The results from the nonwoven of Sample 5 when compared to the results for the nonwovens manufactured form the other Samples suggest that it is not the total amount of antimicrobial agent or agents available in the fiber that is critical; rather, the results show that the concentration of the antimicrobial near the surface of the fiber is more critical. This suggests that a bicomponent fiber with a sheath having a relatively high concentration of the heat labile antimicrobial used for this invention could deliver better results than for a nonwoven made of fiber where the total amount of the same heat labile antimicrobial is greater while the concentration near the surface is less.

The impact of using as low processing temperature is further illustrated by comparison of the results for the nonwoven of Sample 2 and the nonwoven of Sample 4. The nonwoven of Sample 4 had the same antimicrobial formulation in its sheath as the nonwoven of Sample 2; however, the filament of Sample 4 was exposed to a lower melt temperature than the filament of Sample 2. The result was a noticeable difference in bacteria reduction after only 3 minutes of exposure for the nonwoven of Sample 4 versus the nonwoven of Sample 2.

The impact of concentration at the surface of the filaments is illustrate in Figure 1 where percent reduction in bacteria is compared to SMT 2000 masterbatch loading in the sheath for the nonwovens of Sample 3, 4 and 5, the filaments of each of which also had their sheath produced using lower processing temperatures.

EXAMPLE 2

The Sample of meltblown of Example 2 were produced on a eicofill 1.1 meter wide pilot line. All of the samples were produced at a throughput of about 53 kilograms per hour or about 48 kg/h/m. The die tip 35 capillaries or holes per inch.

Sample 6

The meltblown line was fed MF650X, which is a 1200 MFR meltblown polypropylene polymer manufactured from a metallocene catalyst by Equistar Chemicals, LP, LyondellBasell Tower, Suite 300, 1221 McKinney St., Houston, TX 77010 USA. The meltblown sample was manufactured at a target basis weight of 15 gsm.

Sample 7

Sample 7 was made using the same formulation of Sample 6 except that the process conditions were modified to produce a target basis weight of the meltblown of 38 gsm.

Sample 8

Sample 8 was made from a blend of 85 wt % of MF650X and 15 wt % of SMT 100. The target basis weight of the meltblown was 15 gsm. Sample 9

Sample 9 was made from the same formulation of Sample 8 except that the target basis weight of the meltblown was 38 gsm.

Sample 10

Sample 10 was made from a blend of 75 wt % of MF650X and 25 wt % of SMT 100. The target basis weight of the meltblown was 15 gsm.

Sample 11

Sample 11 was made from the same formulation of Sample 10 except that the target basis weight of the meltblown was 38 gsm.
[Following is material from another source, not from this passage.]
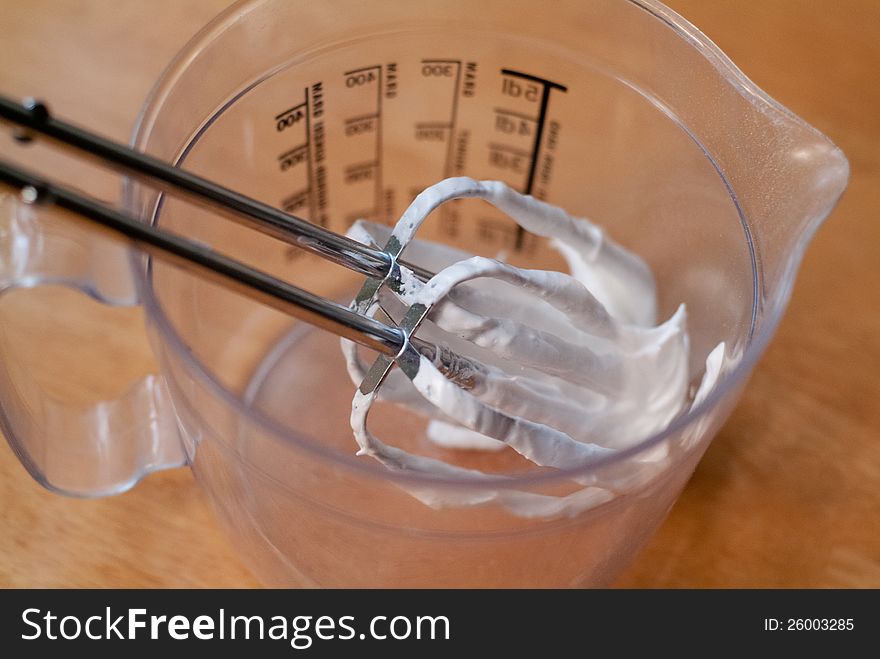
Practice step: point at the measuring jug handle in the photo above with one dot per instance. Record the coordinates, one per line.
(87, 451)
Key process conditions for the manufacture of the meltblown of Samples 6-11 are included in Table 4, while some test results for these samples are included in Table 5.

Table 4

Key Process Conditions for the Production of Meltblown of Sampli

Table 5

Test Results for Meltblown of Sampli

The density of the fiber was not measured but was estimated at about 0.9 gram/cm3 since the predominant component is homopolymer polypropylene.

Many modifications and other embodiments of the invention set forth herein will come to mind to one skilled in the art to which this invention pertains having the benefit of the teachings presented in the descriptions herein and the associated drawing. It will be appreciated by those skilled in the art that changes could be made to the embodiments described herein without departing from the broad invention concept thereof. Therefore, it is understood that this invention is not limited to the particular embodiments disclosed, but it is intended to cover modifications within the spirit and scope of the present invention as defined by the appended claims.